[Spread-users] Fault Tolerant Server

Yuval Lifshitz yuvalif at gmail.com
Thu Dec 23 02:06:30 EST 2004


You should also check "wackamole" (look at www.backhand.org). The truth is
that I ran into many problems (compilation errors, crashes...) trying to use
it on Linux (I gave up eventually), but the main idea there is using virtual
Ips.
A "service" is provided by a set of virtual Ips, which enables both fault
tolerance and load balancing.
There is still one problem in they way of deciding which is the "active"
service provider, ordering is good, and is working fine in one direction -
when the 0-th node is down, the 1-st node is taking over, and so on. But,
when "0" is up again, there might be an ambiguous situation.
Another problem is that not all IT people (and some routers) like software
that messes with their Ips.
Since I'm working on it right now, I'll be glad to share more code/ideas in
that subject.

Yuval.

> David,
>
> A lot of what you do is not needed when using Spread. The group membership
notifications give you for free the whole process of 
> discovery.
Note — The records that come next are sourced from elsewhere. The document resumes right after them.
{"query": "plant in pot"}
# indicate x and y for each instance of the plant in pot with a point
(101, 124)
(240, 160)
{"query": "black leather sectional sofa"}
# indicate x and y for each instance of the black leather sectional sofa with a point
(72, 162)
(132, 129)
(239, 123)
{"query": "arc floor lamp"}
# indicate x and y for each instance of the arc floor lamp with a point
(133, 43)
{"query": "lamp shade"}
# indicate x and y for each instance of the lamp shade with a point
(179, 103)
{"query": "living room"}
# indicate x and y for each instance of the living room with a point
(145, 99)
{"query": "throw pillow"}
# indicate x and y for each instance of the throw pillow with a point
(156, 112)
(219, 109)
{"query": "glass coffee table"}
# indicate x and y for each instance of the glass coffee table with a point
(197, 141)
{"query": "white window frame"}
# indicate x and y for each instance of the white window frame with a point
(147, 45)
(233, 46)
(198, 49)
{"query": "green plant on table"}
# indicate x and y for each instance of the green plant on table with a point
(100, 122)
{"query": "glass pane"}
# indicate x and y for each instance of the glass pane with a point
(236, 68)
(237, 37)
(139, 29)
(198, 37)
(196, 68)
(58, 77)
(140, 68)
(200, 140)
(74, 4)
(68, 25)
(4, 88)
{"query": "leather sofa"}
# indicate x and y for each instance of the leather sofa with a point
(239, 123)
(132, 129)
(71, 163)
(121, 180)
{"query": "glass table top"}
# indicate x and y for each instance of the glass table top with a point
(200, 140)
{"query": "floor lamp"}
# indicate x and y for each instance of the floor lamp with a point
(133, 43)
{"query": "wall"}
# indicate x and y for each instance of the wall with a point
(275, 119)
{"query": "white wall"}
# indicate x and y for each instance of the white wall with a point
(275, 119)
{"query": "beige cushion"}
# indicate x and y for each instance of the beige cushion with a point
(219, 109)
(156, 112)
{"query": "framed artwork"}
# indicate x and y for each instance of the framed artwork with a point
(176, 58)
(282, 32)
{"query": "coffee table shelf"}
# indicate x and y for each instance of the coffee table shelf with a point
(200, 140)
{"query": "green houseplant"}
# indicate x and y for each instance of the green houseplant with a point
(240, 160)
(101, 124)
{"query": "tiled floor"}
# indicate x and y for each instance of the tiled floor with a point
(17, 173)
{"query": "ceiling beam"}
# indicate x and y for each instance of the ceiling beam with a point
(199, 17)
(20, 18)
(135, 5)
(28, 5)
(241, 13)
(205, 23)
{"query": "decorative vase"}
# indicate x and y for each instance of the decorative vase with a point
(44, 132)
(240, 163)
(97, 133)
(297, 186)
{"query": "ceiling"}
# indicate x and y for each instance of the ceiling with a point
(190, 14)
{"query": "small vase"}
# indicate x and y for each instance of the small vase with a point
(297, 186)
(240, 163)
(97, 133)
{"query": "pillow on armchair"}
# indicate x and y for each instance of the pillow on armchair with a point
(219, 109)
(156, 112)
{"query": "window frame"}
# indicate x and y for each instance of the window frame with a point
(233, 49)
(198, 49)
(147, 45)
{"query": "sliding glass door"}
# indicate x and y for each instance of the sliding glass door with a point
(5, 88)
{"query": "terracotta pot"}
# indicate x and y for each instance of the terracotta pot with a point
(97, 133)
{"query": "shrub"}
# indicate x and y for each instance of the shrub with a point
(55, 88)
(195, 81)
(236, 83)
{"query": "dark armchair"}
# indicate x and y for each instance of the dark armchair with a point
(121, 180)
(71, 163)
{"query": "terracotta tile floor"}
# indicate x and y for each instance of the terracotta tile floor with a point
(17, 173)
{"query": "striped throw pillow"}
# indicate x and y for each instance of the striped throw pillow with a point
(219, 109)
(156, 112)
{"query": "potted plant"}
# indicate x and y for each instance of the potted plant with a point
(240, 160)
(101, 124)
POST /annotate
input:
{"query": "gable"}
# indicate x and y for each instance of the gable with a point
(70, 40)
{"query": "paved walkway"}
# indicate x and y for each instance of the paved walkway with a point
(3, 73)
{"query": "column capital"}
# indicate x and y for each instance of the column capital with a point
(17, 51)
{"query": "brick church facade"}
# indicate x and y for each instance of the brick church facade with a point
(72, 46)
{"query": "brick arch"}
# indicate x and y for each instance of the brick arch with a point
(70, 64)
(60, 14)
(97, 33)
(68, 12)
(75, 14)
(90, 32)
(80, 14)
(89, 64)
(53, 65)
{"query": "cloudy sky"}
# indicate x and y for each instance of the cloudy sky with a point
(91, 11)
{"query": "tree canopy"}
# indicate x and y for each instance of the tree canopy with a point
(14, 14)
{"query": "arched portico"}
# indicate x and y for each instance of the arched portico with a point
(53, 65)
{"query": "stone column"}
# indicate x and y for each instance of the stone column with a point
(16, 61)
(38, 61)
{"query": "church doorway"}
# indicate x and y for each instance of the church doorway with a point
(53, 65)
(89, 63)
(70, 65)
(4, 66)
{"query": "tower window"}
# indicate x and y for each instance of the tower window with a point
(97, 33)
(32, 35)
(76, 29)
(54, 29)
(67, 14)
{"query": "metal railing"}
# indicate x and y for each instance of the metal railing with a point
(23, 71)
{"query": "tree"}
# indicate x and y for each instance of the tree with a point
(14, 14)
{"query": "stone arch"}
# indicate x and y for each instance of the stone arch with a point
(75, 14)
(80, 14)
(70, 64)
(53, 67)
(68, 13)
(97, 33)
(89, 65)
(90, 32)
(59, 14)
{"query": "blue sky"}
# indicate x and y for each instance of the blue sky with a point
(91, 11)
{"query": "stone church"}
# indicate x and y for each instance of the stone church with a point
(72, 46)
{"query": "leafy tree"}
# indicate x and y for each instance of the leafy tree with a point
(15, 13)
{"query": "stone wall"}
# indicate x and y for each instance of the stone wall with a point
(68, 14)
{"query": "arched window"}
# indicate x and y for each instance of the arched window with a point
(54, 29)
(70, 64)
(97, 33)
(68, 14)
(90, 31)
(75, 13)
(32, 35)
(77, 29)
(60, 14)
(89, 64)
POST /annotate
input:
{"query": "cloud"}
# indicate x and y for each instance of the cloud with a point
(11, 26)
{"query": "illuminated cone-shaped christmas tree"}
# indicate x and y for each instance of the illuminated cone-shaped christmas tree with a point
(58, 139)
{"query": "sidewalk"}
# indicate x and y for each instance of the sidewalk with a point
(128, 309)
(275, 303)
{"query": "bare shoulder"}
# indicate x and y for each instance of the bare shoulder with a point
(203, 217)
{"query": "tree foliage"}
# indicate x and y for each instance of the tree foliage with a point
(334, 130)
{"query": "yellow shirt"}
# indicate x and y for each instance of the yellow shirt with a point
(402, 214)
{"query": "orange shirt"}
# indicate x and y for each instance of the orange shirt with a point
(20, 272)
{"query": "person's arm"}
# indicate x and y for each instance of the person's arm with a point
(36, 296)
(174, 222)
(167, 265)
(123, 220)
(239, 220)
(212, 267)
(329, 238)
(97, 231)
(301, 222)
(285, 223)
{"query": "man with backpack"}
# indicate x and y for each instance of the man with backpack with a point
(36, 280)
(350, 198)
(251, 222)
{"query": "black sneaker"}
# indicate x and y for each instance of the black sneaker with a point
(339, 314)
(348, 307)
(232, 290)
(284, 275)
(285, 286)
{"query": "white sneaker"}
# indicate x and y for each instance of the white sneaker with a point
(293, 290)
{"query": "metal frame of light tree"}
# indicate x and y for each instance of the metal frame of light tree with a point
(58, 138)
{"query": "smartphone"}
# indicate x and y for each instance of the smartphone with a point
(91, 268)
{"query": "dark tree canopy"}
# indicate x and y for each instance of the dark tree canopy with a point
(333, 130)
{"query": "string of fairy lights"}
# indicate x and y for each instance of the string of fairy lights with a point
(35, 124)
It is also guaranteed that the group membership lists will
contain the members in the same order for all members.
>
> Play a bit with sptuser or spuser and try it with several members and
several groups and see how it works.
>
> If I missed something, let me know.
>
> Cheers,
>
>	:) Yair.
>
> David Avraamides wrote:
> The basic approach I use is what I call "discovery". In our world each 
> type of service would publish on a different spread group and whenever 
> a service comes up it broadcasts a discovery request message on the group.
> Any other instances of the service respond with a discovery reply and 
> the requesting service adds their private group name to a list. This 
> service then adds itself to the list. The list is sorted 
> alphabetically and this determines the ranking of the peers. 
> Additionally, each service sends out heartbeats and a listening 
> service updates the last heartbeat time of that peer. A background 
> timer removes stale peers from the peer list. The net effect is that 
> each instance of a service should maintain an identical list of the active
peers in the peer group.
> 
> All services go through this process and the decision of whether a 
> service should implement fault-tolerance, horizontal scaling, or both 
> is up to the derived class. In the fault-tolerant only case, the peer 
> with rank 0 is the only one that publishes messages. All of the peers 
> will "hear" requests but only the 0-th peer in the ranking is active (i.e.
> the master). If it goes down, planned or unplanned, the rest of the 
> peers will adjust their list and one of them will become the new peer 
> and start publishing. This works whether the service is a 
> request-reply model or a pub-sub model. In the pub-sub model, after 
> discovery, the publisher sends out a topic list request so all clients 
> will let it know what topics they are listening to. This way it should 
> maintain the same subscription list as the master publisher.
> 
> For the horizontal scaling case, I simply "distribute" the requests 
> among the peers by modding the request ID (set uniquely by the client) 
> with the number of peers in the peer list. If the remainder matches 
> this instance's rank, it process the message, else it discards it. For 
> subscriptions, I don't have a request ID so I mod the hash of the 
> topic ID. Same diff - each client request is handled by one service.
> 
> Issues:
> - I don't support true load balancing, its really just dynamic request 
> partitioning. But that's fine for our needs (so far).
> - There are possible race conditions (server dies while processing a 
> request and no other service will pick up the request). I just let the 
> client handle it by retrying the request later. A typical client will 
> blast out a large number of request and monitor the replies and after 
> some time period, timeout and examine/retry any missing replies. If 
> two replies are received by a client, the last one wins. In our world 
> (hedge
> fund) the latest one is the best one to use.
> - I'm still playing with good timeouts for how long to wait before 
> marking a service as stale or waiting for discovery replies (right now 
> 5 seconds).
> - Some services partition better less randomly, for example our 
> calculation service is best partitioned by the type of model 
> (convertible bond, option, CDS, etc.) so it can look at the instrument 
> type of the request rather than modding the request ID. The point is 
> that its up to the specific implementation of the service to make this 
> decision.
> 
> I've also written a launcher service that can start/stop other 
> services proactively or reactively, thus our risk scenario process 
> could ask the launcher service to start up the calculation service on 
> every machine on the LAN, run our risk scenarios, then ask them to be 
> stopped (that hasn't really been tested yet, but its designed in). My 
> plan is to deploy the launcher and "service" assembly (this is all in 
> C#) on every machine in the firm (client or server) and make them 
> available as worker machines if/when needed.